The spice amchur is unripe or green mango fruits which have been sliced and sun dried. The name comes from Hindi am, mango. The spice is either whole or ground and sometimes seasoned with turmeric. The mango tree is native to the India-Burma-Malaysia region and is one of the oldest cultivated fruits. In India it has grown for over 4,000 years; the various uses of the fruit are probably ancient. After the European explorations during the sixteenth and seventeenth centuries, it has spread to all parts of the tropical and sub-tropical world, especially Africa. The mango, apart from its place as a fresh fruit is most famous as a chutney or pickle ingredient.
The dried slices are light brown with a rough surface. Ripe mango slices are also dried and are orange brown. Amchur powder is finely ground but with a slightly fibrous texture. It is beige in colour.
Bouquet: Sour-sweet, warm and slightly resinous.

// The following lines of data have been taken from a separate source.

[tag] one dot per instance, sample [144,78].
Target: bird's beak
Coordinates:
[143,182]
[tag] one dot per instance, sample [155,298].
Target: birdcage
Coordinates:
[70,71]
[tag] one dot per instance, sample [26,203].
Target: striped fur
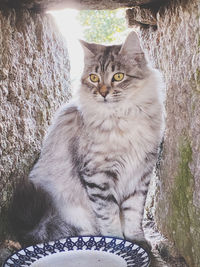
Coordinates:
[99,153]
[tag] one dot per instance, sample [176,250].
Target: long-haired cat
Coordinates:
[96,162]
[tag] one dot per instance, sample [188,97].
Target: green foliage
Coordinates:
[103,26]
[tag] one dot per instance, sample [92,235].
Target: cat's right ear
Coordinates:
[88,48]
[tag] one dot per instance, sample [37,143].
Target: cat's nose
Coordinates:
[103,90]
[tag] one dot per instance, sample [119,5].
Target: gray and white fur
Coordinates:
[99,154]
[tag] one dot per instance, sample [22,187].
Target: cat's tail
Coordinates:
[33,217]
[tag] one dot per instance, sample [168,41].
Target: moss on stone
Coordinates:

The use of amchur is confined chiefly to Indian cookery, where it is used as an acid flavouring in curries, soups, chutneys, marinades and as a condiment. The dried slices add a piquancy to curries and the powder acts as a souring agent akin to tamarind. It is particularly useful as an ingredient in marinades, having the same tenderizing qualities as lemon or lime juice. However, where, for instance, three tablespoons of lemon or lime juice are required, one teaspoon of amchur will suffice. Chicken and fish are enhanced by amchur and grilled fish on skewers, machli kabab, is well worth trying.